The Government has incorporated EU regulations into domestic law in order to protect consumers who buy goods and services by phone, mail order, fax or via the internet.

The regulations implement the Distance Selling Directive and come into force on October 31, giving people the right to receive more information when buying goods elsewhere than in a shop.

The four regulations include:

  • the right to receive clear information about goods or services before deciding to purchase
  • confirmation of this information in writing or in another appropriate durable medium such as fax or email
  • a cooling-off period of seven working days in which the consumer can withdraw from the contract (although the directive does not apply to business-to-business transactions)
  • unless agreed otherwise with the supplier, the right to receive goods or services within 30 days

    Companies that cold-call consumers will also have to be clear about who they represent and what they are selling.

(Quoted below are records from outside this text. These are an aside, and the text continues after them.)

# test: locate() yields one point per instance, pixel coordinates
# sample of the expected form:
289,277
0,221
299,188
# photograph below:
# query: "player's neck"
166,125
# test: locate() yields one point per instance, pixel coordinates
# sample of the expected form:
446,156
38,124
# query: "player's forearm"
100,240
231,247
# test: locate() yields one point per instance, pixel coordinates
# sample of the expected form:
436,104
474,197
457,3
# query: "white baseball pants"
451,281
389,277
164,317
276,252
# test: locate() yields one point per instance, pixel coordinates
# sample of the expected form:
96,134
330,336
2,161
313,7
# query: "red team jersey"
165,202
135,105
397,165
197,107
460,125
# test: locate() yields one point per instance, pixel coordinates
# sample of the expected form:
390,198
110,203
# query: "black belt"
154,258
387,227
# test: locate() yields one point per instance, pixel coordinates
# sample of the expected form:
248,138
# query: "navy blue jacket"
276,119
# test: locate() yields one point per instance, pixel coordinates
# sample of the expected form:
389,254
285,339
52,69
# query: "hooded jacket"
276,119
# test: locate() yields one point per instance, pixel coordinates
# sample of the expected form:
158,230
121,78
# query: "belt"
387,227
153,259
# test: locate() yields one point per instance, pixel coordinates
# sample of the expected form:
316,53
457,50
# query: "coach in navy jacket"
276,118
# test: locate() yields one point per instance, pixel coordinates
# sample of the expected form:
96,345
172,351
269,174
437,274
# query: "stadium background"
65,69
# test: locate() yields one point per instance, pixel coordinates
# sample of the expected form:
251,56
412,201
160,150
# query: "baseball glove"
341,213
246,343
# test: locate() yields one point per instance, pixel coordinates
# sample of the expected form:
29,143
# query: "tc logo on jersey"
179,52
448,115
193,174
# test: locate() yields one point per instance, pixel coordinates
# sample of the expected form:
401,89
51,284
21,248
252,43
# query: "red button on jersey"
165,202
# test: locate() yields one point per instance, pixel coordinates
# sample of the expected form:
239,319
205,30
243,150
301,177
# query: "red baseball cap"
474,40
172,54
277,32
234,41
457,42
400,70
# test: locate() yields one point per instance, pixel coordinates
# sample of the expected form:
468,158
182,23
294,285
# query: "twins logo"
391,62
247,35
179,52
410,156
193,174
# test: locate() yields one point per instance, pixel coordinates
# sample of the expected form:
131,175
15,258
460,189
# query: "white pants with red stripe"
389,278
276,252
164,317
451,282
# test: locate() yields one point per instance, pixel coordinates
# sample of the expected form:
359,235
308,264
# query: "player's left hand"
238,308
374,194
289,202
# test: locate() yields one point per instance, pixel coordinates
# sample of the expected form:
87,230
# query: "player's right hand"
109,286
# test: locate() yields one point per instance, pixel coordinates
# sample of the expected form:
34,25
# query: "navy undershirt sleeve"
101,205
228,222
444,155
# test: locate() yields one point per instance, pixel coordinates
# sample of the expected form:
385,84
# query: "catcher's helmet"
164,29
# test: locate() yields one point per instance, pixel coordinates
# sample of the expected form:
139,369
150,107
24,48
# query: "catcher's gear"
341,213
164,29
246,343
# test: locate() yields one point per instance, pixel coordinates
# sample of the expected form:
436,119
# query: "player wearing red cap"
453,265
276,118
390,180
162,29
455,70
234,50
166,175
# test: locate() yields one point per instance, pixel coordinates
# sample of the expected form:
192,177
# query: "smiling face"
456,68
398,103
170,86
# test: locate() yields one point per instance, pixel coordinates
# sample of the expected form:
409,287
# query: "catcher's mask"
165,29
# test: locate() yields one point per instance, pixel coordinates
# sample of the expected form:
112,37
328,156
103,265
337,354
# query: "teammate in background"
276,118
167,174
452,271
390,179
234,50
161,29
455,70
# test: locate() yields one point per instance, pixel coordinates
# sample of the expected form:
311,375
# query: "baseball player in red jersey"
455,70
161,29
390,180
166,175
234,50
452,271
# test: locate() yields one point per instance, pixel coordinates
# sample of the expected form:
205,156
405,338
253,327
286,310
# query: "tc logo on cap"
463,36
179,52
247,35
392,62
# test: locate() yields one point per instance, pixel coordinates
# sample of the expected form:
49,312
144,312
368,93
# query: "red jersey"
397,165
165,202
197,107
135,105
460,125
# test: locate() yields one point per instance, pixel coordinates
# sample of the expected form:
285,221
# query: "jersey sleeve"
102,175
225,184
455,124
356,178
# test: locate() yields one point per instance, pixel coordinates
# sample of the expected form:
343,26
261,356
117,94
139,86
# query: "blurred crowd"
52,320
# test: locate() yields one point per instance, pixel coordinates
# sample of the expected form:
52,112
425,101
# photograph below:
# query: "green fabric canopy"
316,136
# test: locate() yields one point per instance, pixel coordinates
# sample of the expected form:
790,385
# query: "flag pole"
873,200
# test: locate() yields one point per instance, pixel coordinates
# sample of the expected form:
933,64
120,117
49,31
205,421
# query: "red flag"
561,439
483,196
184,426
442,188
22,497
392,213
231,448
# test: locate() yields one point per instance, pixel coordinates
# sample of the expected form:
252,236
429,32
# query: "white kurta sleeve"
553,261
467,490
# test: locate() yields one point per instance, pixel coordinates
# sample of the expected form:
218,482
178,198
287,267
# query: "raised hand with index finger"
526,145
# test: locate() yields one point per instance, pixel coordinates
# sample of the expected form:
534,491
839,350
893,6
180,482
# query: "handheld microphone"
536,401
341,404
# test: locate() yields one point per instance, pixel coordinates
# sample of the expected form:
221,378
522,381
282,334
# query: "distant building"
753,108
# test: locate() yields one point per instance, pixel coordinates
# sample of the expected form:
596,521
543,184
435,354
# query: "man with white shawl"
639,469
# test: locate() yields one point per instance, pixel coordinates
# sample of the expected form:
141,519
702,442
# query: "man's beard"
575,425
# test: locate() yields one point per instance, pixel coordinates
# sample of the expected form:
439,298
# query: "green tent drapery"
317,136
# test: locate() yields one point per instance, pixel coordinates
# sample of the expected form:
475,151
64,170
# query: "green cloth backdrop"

    The minister for Europe, Helen Liddell, welcomed the protection given by the regulations, saying: “If a supplier fails to comply with the regulations, consumers will be able to cancel the contract and have any money they may have paid up front refunded by the supplier.

    “Where suppliers fail to refund the consumer's money or fail to meet their statutory obligations, the Director General of Fair Trading and Trading Standards Departments will be able to take proceedings for an injunction.”

    Businesses will have a two-month transitional period during which to get used to the regulations.